Hurricane Dean is gone. It left behind a trail of damage across the Caribbean and Mexico -- for a thorough rundown see here -- including several billion dollars in damage to Jamaica and 11 killed in Haiti. Amazingly, no deaths are reported from the Yucatan (though 10 are reported after the storm made its second landfall near Veracruz). We have to give Mexico a tremendous round of applause for its amazing preparedness.
Fascinatingly, though, Dean left behind a different kind of wake as well: A cold wake at the surface of the ocean that it passed over. See here for before-and-after images comparing Caribbean sea surface temperatures on August 17 versus August 22; or see below for a still more pronounced wake on August 23, one that extends all the way into the Bay of Campeche and Gulf of Mexico.
What's going on here? Essentially, powerful hurricanes drive warm ocean surface water downward and mix cooler deep water upwards. So when a storm like Dean goes by, you tend to see a cold anomaly at the surface of the ocean to the right of the storm track. [Why the right, you ask? It's because the right front quadrant of a northern hemisphere hurricane is its most powerful area -- that's where winds have the added speed of the storm's forward motion behind them.]

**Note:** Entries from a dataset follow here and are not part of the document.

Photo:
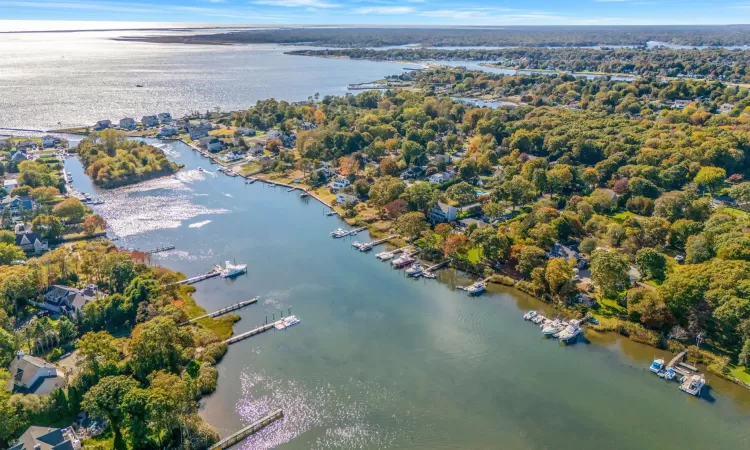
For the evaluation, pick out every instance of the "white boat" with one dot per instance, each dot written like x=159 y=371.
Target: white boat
x=402 y=261
x=693 y=384
x=414 y=270
x=476 y=288
x=553 y=327
x=657 y=366
x=231 y=270
x=570 y=333
x=385 y=256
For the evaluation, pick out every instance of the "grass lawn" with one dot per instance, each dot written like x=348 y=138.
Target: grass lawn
x=474 y=255
x=222 y=325
x=623 y=216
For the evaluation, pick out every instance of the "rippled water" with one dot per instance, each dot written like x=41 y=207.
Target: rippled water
x=56 y=80
x=383 y=361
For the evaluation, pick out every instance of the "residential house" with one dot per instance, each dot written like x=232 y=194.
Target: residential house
x=50 y=141
x=18 y=155
x=46 y=438
x=200 y=130
x=149 y=121
x=17 y=203
x=442 y=212
x=342 y=198
x=211 y=143
x=164 y=117
x=103 y=124
x=32 y=375
x=167 y=131
x=441 y=177
x=726 y=108
x=338 y=183
x=31 y=242
x=128 y=123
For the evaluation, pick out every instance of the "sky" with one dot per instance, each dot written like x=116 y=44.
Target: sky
x=378 y=12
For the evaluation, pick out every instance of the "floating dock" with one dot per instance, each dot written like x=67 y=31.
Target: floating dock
x=253 y=428
x=205 y=276
x=222 y=311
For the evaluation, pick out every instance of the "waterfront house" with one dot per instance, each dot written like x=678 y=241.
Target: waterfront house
x=18 y=156
x=211 y=143
x=346 y=198
x=50 y=141
x=338 y=183
x=200 y=130
x=149 y=121
x=32 y=375
x=47 y=438
x=31 y=242
x=128 y=123
x=103 y=124
x=442 y=212
x=168 y=130
x=17 y=203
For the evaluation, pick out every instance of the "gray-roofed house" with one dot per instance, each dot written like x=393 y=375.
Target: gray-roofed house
x=46 y=438
x=443 y=212
x=32 y=375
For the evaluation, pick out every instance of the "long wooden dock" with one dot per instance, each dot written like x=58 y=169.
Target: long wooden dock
x=222 y=311
x=248 y=430
x=205 y=276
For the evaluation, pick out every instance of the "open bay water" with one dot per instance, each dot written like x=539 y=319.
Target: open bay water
x=61 y=80
x=383 y=361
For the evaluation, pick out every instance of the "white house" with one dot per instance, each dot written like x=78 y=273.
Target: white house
x=338 y=183
x=149 y=121
x=346 y=198
x=443 y=212
x=441 y=177
x=32 y=375
x=168 y=130
x=128 y=123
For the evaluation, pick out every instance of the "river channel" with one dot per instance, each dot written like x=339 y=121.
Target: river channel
x=383 y=361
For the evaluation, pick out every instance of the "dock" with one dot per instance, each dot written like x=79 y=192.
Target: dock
x=160 y=249
x=439 y=265
x=222 y=311
x=253 y=428
x=205 y=276
x=367 y=246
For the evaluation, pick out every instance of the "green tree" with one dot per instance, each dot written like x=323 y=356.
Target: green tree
x=410 y=224
x=710 y=177
x=10 y=253
x=651 y=263
x=609 y=271
x=106 y=400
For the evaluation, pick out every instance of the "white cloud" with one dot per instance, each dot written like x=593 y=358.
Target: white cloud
x=298 y=3
x=384 y=10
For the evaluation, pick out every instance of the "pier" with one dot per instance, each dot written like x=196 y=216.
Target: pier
x=205 y=276
x=253 y=428
x=222 y=311
x=160 y=249
x=439 y=265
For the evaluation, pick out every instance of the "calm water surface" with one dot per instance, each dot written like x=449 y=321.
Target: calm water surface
x=55 y=80
x=382 y=361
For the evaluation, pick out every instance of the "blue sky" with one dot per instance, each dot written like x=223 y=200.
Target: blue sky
x=385 y=12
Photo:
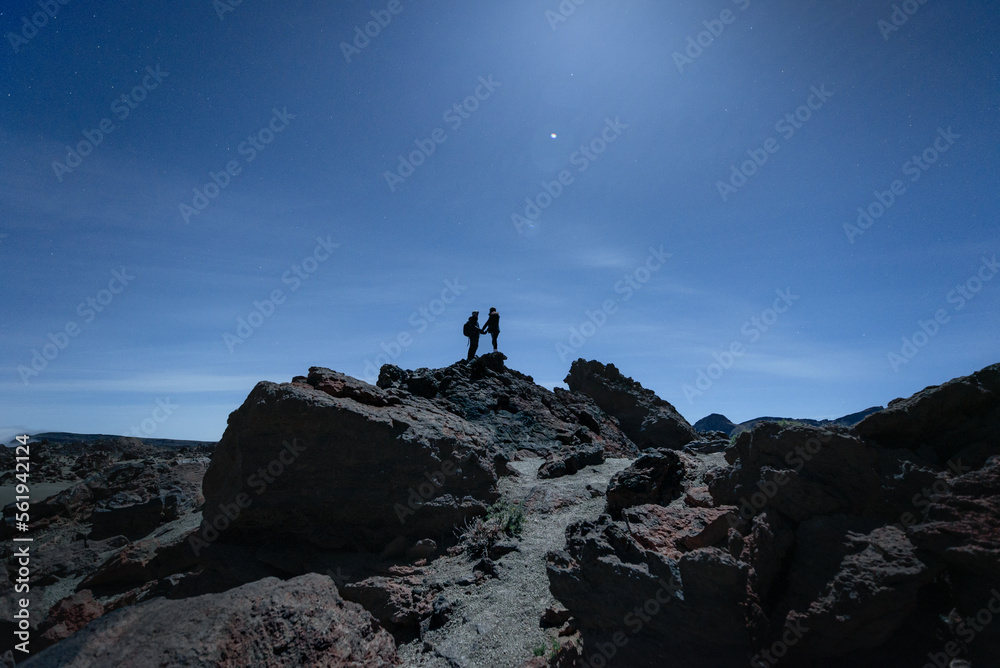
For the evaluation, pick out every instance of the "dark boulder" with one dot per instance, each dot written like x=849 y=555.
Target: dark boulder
x=339 y=463
x=568 y=463
x=648 y=420
x=298 y=622
x=655 y=477
x=959 y=419
x=509 y=405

In the case of Dean, the wake may even have been less pronounced than otherwise due to the lack of open ocean in the Caribbean. For a truly dramatic wake, look at what Supertyphoon Sepat did last week -- and please note that these images come from a truly wonderful resource, Remote Sensing Systems:
The, er, cool thing about hurricane wakes is that some scientists think that they're critical to the redistribution of ocean heat in the direction of the planet's poles. We can see the cold wake at the surface; but there's also a warm anomaly below the surface. In order to restore equilibrium, then, the oceans presumably have to redistribute that additional sub-surface heat pole-ward in the direction of regions where waters are cooler.
What's more, that added heat, transported through the oceans, may be enough to have a significant effect on the climate. That's especially so if hurricanes intensify and so drive more warm water down into the ocean depths -- more heat could then get transported to the poles, leading to a disproportionate warming of the higher latitudes in relation to the equatorial ones.